09/05/26 06:10:09 uG4MiOP8
>>417
コンピュータの革新においてCrayには一定の評価はある。
しかし、それを猿真似しただけのIBM、富士通、日立、NECには大した評価は無い。
全部メインフレーム系。メインフレーム=スカラプロセサだ。
NECはSXのスカラを新規に開発してしまうという愚をおかしたが、
基本的には当時ラインしていたACOSメインフレームと同等のテクノロジで開発された同列のマシンだった。
IBM、富士通、日立、NECはいずれもメインフレームというスカラマシンにベクトル演算機構をくっつけ、
ベクトル命令をインプリしただけのもの、簡単なものだ。
Crayの成功を見れば猿真似にそんなに時間は掛からなかった、
IBMは参入自体が遅く、NECはスカラもメインフレームとは別に開発してしまったから市場投入は遅れたが、
富士通と日立はかなり早期に市場投入している。
しかしその後、IBM、富士通、日立はワンチップアプローチで台頭してきたコンピュータがやがてメインフレームを上回るようになると、
メインフレーム自体と、メインフレーム(スカラ)+ベクトル機構+ベクトル命令というスタイルのスパコンから撤退した。
ワンチップが席巻するようになり、メインフレームでビジネスが成り立たなくなったからだ。
だから自動的にメインフレームがにベクトルを積むスパコンからも撤退した。
商売が成り立たないのだからある意味当たり前だ。
しかし撤退せずに作り続けたのがNECだった。
この時点で今の袋小路の状況は決定付けられていたのだが、
事業再編にとことん消極的で手遅れになってから手をつける今のNECの姿を見るとさもありなんだw
スカラにベクトルくっつけるのなんて大した技術でもなんでもない。
配列要素格納用大容量レジスタ、何の変哲も無い演算パイプライン、わずかな制御、それだけだ。
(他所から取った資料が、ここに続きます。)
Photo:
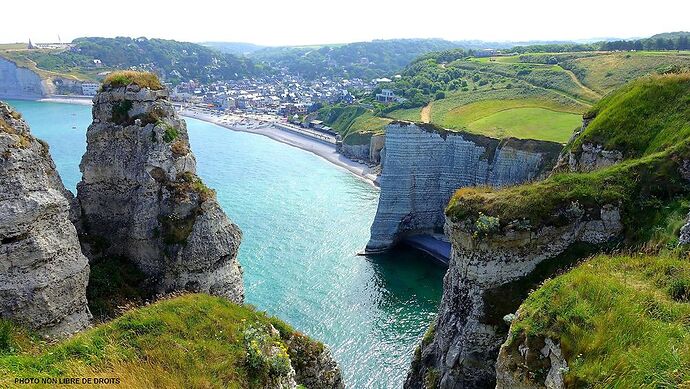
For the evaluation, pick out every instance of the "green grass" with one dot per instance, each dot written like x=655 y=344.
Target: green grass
x=622 y=321
x=605 y=72
x=528 y=123
x=191 y=341
x=354 y=123
x=410 y=114
x=460 y=110
x=128 y=77
x=643 y=117
x=642 y=187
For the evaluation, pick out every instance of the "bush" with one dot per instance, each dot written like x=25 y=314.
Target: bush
x=170 y=134
x=485 y=225
x=128 y=77
x=266 y=354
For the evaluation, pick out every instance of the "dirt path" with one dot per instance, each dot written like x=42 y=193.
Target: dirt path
x=580 y=84
x=426 y=114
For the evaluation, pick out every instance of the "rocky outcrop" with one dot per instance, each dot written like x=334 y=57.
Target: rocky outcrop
x=488 y=277
x=43 y=273
x=21 y=83
x=588 y=156
x=530 y=364
x=368 y=152
x=140 y=197
x=423 y=166
x=314 y=365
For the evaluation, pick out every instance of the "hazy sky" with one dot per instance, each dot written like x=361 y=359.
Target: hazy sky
x=299 y=22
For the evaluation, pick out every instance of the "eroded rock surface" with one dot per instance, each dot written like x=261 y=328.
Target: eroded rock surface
x=588 y=157
x=488 y=277
x=422 y=168
x=530 y=364
x=140 y=197
x=43 y=273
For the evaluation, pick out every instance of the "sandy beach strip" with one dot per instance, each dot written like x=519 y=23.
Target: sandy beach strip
x=68 y=100
x=321 y=149
x=294 y=139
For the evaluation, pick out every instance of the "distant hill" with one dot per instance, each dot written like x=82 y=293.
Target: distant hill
x=174 y=61
x=365 y=60
x=235 y=48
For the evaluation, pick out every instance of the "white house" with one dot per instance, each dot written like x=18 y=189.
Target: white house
x=89 y=88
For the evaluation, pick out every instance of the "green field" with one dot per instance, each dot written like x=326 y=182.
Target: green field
x=190 y=341
x=537 y=96
x=528 y=123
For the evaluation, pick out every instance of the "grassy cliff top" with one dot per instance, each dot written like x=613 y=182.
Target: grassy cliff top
x=128 y=77
x=643 y=117
x=355 y=124
x=642 y=187
x=622 y=321
x=188 y=341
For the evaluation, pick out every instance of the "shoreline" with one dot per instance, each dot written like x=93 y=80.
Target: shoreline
x=269 y=130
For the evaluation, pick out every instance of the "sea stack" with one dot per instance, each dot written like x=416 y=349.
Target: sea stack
x=43 y=273
x=140 y=196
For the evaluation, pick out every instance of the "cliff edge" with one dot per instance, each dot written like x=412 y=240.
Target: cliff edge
x=423 y=165
x=507 y=241
x=140 y=196
x=43 y=273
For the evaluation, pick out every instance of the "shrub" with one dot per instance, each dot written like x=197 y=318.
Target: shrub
x=128 y=77
x=485 y=225
x=265 y=353
x=120 y=112
x=170 y=134
x=679 y=290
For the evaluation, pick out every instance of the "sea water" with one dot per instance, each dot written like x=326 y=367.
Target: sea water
x=303 y=221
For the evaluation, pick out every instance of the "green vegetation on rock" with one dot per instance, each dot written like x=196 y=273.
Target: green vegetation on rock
x=188 y=341
x=355 y=124
x=621 y=321
x=644 y=187
x=643 y=117
x=128 y=77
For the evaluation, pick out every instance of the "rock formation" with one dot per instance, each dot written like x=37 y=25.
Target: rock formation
x=18 y=82
x=487 y=278
x=588 y=156
x=43 y=273
x=140 y=196
x=368 y=152
x=423 y=166
x=520 y=363
x=313 y=363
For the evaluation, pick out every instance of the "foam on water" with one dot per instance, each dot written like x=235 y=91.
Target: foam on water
x=304 y=220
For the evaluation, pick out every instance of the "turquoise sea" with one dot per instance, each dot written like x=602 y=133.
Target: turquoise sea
x=304 y=220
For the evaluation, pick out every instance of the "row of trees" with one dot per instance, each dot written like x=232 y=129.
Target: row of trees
x=669 y=41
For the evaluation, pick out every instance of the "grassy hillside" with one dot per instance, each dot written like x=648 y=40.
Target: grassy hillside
x=355 y=124
x=643 y=117
x=621 y=321
x=365 y=60
x=191 y=341
x=490 y=95
x=174 y=61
だからCrayの猿真似でいいのであれば簡単にできたのだ。
しかしスカラプロセサはそうはいかない。
メインフレームがオープンなワンチップ系に敗北を喫っしたとなれば、
挽回には同等のオープン性を確保したワンチップアプローチ(厳密には当時は少数チップ構成もあった)の投入と、
オープンアプローチによるプロモーションが必要だった。
物凄く苦しいことだ。
IBMはPowerという脱出カプセルで脱出を目指した(成功)。
日立は撤退。
富士通はSparc(成功するかどうかは不明)。
どれもビジネス的には一つの選択になっている。
しかしNECはおバカなことに、
オープンでもなんでもない独自スカラにベクトルを積んだだけのものを作り続けた。
世の中スカラ性能で勝るオープンな環境が覇を競う中でだ。
自殺行為。まともに開発費など回収できるわけも無い。
どういう見通しがあったかは想像するしかないが、官需頼みのいかにもNECらしいビジネスで食いつなごうとしたと思われる。
しかし結局は永続性が無かったのだ。
ただ言えるのは、ベクトル自体が本質的にダメな方式なのではない。
NECのアプローチがビジネス的に成り立たないアプローチだったに過ぎない。
今後、ベクトルのニーズが発生する可能性も無いとは言えない。
もしそういう時代になれば、有力マイコンにベクトルを積むくらい大した開発は必要ない。そうCrayの猿真似程度なのだ。
そういう意味ではベクトルが無くなった、とか、ベクトルが敗北したという言い方は成り立たない。
単にNECのアプローチが最初から成功の目が無かったというに過ぎないのだ。